Wildflower believed to be extinct for 40 years spotted in Ecuador | Wild flowers

Une fleur sauvage sud-américaine que l’on croyait éteinte a été redécouverte.

Gasteranthus éteint a été trouvé par des biologistes dans les contreforts des Andes et dans des parcelles de forêt restantes dans la région de Centinela en Équateur, près de 40 ans après sa dernière observation.

La déforestation à grande échelle dans l’ouest de l’Équateur à la fin du XXe siècle a conduit à l’extinction présumée d’un certain nombre d’espèces végétales, notamment Gasteranthus éteint – la raison pour laquelle les scientifiques lui ont donné ce nom.

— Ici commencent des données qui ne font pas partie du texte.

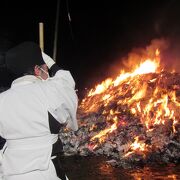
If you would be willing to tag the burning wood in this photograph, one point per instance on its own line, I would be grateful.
(132, 119)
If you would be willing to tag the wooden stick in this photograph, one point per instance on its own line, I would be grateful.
(41, 36)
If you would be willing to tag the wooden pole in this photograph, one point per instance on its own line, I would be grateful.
(41, 36)
(56, 31)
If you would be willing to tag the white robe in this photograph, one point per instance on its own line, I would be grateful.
(25, 126)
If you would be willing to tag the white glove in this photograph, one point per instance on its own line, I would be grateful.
(48, 60)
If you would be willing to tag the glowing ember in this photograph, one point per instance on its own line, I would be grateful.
(142, 92)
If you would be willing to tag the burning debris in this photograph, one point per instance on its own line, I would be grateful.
(133, 119)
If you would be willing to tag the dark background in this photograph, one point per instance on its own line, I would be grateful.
(100, 34)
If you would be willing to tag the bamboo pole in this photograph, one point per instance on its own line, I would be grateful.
(41, 36)
(56, 31)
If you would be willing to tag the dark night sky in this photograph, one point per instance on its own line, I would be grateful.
(99, 34)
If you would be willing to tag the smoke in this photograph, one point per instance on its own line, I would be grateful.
(169, 56)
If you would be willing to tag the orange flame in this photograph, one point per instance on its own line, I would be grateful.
(154, 105)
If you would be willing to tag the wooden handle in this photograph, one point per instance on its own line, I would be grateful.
(41, 36)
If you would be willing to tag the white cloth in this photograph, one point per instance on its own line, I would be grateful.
(24, 123)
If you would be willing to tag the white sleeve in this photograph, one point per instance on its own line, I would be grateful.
(62, 98)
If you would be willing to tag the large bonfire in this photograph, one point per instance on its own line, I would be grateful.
(133, 118)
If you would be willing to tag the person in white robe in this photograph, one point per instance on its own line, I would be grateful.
(25, 111)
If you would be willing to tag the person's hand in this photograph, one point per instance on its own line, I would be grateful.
(48, 60)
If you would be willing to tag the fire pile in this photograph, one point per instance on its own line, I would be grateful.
(133, 119)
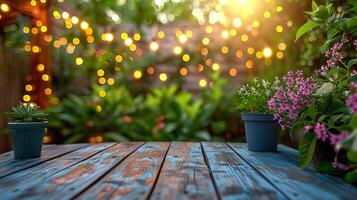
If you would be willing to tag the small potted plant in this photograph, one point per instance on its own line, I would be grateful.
(27, 125)
(261, 129)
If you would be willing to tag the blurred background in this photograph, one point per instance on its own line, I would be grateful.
(158, 70)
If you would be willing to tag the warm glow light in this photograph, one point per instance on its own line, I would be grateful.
(282, 46)
(205, 41)
(232, 72)
(137, 74)
(163, 77)
(79, 61)
(128, 41)
(177, 50)
(183, 71)
(118, 58)
(40, 67)
(100, 72)
(215, 66)
(84, 25)
(183, 38)
(150, 70)
(161, 34)
(26, 98)
(4, 7)
(202, 83)
(137, 37)
(154, 46)
(237, 22)
(267, 52)
(186, 57)
(65, 15)
(110, 81)
(102, 80)
(224, 49)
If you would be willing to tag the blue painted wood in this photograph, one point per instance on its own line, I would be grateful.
(80, 176)
(134, 178)
(23, 184)
(184, 174)
(235, 179)
(12, 166)
(285, 174)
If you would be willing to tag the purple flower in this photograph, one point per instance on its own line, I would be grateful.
(321, 131)
(336, 138)
(292, 97)
(351, 101)
(341, 166)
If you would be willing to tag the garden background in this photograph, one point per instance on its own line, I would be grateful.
(119, 70)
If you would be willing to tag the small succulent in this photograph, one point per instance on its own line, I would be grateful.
(26, 112)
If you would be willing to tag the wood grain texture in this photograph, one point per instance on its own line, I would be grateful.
(295, 183)
(184, 174)
(69, 182)
(134, 178)
(30, 178)
(5, 157)
(11, 166)
(234, 178)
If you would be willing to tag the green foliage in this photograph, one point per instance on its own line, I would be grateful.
(254, 96)
(25, 112)
(306, 149)
(164, 114)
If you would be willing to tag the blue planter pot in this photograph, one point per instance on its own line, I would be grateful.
(261, 132)
(27, 139)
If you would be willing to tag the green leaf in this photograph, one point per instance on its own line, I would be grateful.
(352, 156)
(352, 62)
(309, 25)
(351, 177)
(306, 149)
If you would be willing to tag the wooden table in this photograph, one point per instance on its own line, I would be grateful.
(163, 170)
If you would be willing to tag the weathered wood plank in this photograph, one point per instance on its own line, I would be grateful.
(29, 178)
(234, 178)
(184, 174)
(11, 166)
(4, 157)
(134, 178)
(69, 182)
(294, 182)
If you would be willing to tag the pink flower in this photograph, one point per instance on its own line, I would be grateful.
(351, 101)
(321, 131)
(294, 96)
(336, 138)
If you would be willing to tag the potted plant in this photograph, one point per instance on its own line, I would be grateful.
(27, 125)
(260, 127)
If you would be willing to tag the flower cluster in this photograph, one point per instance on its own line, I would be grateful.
(291, 98)
(253, 96)
(324, 135)
(351, 101)
(334, 56)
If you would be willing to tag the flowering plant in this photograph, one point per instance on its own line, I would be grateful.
(327, 110)
(253, 97)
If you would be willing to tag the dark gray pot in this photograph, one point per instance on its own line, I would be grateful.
(27, 139)
(261, 132)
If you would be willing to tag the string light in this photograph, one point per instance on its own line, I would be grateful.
(137, 74)
(4, 7)
(267, 52)
(177, 50)
(154, 46)
(163, 77)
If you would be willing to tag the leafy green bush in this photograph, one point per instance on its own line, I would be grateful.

Malgré les rapports selon lesquels plus de 97% des forêts de la moitié ouest de l’Équateur ont été détruites ou converties en terres agricoles, y compris la majeure partie de la crête de Centinela, les chercheurs ont commencé leurs recherches l’été dernier, en commençant par parcourir des images satellites pour identifier la forêt primaire intacte.

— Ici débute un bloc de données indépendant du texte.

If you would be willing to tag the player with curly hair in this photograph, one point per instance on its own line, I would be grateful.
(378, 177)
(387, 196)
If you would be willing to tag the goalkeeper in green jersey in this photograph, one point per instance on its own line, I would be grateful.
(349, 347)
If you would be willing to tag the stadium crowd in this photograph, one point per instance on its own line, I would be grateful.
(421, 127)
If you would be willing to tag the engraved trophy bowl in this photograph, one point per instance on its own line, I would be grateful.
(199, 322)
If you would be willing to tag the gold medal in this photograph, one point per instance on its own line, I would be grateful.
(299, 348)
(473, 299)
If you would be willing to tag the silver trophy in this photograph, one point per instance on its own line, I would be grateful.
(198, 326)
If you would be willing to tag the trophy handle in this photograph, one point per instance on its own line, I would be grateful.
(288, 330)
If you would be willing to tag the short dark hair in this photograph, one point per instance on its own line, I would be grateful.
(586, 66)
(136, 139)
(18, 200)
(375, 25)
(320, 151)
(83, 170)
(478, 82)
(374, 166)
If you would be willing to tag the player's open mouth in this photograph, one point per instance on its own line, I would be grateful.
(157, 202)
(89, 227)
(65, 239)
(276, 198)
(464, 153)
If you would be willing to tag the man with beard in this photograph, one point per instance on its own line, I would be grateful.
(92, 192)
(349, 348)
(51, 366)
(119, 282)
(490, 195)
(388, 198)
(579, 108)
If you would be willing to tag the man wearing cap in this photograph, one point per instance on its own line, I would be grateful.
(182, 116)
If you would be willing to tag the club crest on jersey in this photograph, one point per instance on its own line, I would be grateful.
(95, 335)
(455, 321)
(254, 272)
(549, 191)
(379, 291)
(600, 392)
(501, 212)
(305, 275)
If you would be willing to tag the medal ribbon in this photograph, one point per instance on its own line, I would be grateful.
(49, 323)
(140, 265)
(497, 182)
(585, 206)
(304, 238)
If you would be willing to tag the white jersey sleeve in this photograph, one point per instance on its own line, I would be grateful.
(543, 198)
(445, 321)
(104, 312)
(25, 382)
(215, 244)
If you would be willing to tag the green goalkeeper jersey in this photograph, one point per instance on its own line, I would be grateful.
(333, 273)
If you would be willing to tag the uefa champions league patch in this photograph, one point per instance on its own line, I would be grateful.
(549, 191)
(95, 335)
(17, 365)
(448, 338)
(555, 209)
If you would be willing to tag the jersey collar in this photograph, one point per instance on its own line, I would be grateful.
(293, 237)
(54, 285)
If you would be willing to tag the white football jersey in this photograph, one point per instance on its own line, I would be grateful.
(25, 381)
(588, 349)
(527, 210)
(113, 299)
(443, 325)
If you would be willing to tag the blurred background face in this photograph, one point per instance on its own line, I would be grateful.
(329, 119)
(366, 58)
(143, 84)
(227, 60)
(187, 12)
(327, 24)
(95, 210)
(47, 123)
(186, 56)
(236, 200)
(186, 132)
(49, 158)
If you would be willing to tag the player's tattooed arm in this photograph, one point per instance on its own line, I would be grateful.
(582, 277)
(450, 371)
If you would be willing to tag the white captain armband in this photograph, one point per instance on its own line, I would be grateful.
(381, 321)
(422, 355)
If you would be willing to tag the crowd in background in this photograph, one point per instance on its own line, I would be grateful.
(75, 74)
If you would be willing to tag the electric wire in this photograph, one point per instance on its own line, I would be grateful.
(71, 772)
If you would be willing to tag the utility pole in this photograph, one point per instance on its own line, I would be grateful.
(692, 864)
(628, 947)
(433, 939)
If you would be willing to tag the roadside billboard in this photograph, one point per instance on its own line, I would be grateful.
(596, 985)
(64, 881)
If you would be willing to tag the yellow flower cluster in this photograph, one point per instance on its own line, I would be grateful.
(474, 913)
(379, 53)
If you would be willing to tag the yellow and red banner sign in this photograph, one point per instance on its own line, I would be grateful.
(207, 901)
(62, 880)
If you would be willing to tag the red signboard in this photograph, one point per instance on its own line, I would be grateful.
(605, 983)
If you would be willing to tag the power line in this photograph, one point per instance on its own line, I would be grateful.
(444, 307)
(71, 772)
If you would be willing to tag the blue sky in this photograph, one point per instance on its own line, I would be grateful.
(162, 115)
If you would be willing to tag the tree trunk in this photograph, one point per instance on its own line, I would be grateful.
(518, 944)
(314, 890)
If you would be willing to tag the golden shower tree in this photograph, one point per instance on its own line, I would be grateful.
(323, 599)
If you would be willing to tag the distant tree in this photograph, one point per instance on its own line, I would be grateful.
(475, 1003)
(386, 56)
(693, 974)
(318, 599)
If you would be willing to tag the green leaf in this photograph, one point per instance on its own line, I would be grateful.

“Centinela est un lieu mythique pour les botanistes tropicaux”, a déclaré Nigel CA Pitman, l’un des chercheurs à l’origine de la découverte. “Mais parce qu’il a été décrit par les meilleurs dans le domaine, personne n’a vraiment revérifié la science. Personne n’est revenu pour confirmer que la forêt avait disparu et que ces choses étaient éteintes.

“Nous sommes entrés dans Centinela en pensant que cela allait nous briser le cœur et à la place, nous avons fini par tomber amoureux.”

La fleur sauvage tropicale se caractérise par ses pétales orange fluo et sa grande poche inférieure, où les pollinisateurs peuvent entrer et sortir.

Les chercheurs ont identifié la plante dans les premières heures de recherche, en utilisant uniquement des images de spécimens d’herbier séchés, des dessins au trait et une description écrite à titre de référence.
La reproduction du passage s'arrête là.